No, stand up and raise your heads. Cast away and put on. For it is now in the time of this mortal life “that Jesus Christ came to visit us” (BCP, 211) and it is to this world that he comes again, and again, and again. Advent time is not about everybody getting vaccinated, although we all should. Advent is not about passing laws protecting voting rights – as crucial as they’re proving to be. Instead, yes: Advent time is body of Christ time. New words will invite us to communion this Advent at our 5:00pm mass. For years, we have come to the altar in response to: “The gifts of God for the people of God.” Beginning this evening, we will hear another ancient invitation: “Behold who you are”; and respond: “May we become who we receive.” Behold and become the body of Christ in this world and for this world.

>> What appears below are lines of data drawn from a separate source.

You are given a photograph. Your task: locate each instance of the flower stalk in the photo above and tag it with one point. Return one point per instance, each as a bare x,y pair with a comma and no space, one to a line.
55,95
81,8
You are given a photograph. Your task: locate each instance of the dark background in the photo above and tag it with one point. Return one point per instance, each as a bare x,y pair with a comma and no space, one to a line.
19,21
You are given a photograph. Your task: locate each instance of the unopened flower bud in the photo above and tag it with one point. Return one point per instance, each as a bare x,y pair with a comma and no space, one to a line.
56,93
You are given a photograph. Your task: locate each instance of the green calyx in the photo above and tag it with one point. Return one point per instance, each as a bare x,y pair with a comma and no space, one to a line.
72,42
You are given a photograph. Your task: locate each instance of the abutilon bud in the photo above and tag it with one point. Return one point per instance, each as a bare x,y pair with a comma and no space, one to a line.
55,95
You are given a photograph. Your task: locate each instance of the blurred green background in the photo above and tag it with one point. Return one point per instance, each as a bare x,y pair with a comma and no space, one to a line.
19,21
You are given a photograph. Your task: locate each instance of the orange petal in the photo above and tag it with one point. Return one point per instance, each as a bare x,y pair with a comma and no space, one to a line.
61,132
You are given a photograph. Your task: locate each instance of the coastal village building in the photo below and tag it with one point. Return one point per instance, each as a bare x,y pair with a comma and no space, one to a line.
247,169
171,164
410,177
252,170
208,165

I received a third message about time this past week. Debra was cleaning out her prayer books, Bible, and hymnal drawer after months of journaling with the Psalms, one psalm a day! She was wondering what might come next for her as a personal devotional practice. She came across this twenty-five year old worship bulletin from a former church. [Holds bulletin up.] She had saved it for the words of a choir anthem she particularly liked. “E’en so, Lord Jesus, Quickly Come.” I wasn’t familiar with the song, so I listened to a recording on YouTube and then did a little research into its origins.
Turns out Paul and Ruth Manz began collaborating on some words and a tune back in 1953 around the hospital bed of their critically ill three-month old son. E’en so, Lord Jesus, quickly come. Not come at some future moment and whisk us away from life with its bad news. No, quickly come – show up here and now. Better, because Jesus is always already with us: yes, quickly come and stand up with us. Raise our heads and our weighed-down hearts. Lead us in the dance. Quickly come, so that the joy of new beginnings we carry deep within our flesh and bones might make a way through the endings all around us.

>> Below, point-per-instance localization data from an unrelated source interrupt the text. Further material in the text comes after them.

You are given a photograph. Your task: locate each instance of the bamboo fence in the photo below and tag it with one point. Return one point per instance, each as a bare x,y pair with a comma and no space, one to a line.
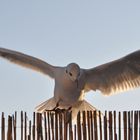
59,126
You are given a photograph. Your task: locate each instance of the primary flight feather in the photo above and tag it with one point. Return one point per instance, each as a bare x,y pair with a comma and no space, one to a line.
72,82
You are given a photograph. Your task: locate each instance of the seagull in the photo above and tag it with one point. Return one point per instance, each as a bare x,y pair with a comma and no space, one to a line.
72,82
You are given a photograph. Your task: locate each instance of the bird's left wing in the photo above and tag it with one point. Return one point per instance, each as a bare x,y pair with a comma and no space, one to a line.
114,77
27,61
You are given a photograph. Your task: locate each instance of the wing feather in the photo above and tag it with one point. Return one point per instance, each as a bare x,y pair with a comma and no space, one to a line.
27,61
114,77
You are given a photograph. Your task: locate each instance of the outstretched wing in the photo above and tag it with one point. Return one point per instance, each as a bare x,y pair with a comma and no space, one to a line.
27,61
116,76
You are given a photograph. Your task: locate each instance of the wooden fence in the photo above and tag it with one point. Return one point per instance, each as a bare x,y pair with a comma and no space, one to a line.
59,126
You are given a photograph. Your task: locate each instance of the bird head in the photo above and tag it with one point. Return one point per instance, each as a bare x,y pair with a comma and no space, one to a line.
73,71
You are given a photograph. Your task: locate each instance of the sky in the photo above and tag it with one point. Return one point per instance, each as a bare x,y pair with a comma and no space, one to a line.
89,33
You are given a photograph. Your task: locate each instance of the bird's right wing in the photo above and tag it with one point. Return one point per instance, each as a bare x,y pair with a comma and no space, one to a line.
27,61
116,76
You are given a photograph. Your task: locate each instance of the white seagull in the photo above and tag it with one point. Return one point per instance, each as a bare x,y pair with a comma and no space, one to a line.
72,82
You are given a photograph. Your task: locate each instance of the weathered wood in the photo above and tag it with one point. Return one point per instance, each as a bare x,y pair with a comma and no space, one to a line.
3,127
61,122
91,121
33,130
115,135
125,124
60,126
119,130
136,125
84,125
105,126
14,124
95,126
45,125
9,133
110,126
25,126
79,126
100,124
21,125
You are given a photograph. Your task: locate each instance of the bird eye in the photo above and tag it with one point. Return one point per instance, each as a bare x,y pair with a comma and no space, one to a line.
66,71
70,74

I listened to the National Lutheran Choir’s recording of “E’en so, Lord Jesus, Quickly Come.” Youtube.com, November 29, 2015; accessed November 24, 2021.
There’s a Wikipedia page about the Manz’s anthem: en.wikipedia.org/wiki/E%27en_So,_Lord_Jesus,_Quickly_Come, accessed November 24, 2021.
St. Augustine’s original wording is: “Behold what you are, become what you receive” (Easter Sermon, 227). We chose to personalize it as “who” for our liturgical use at St. Paul’s.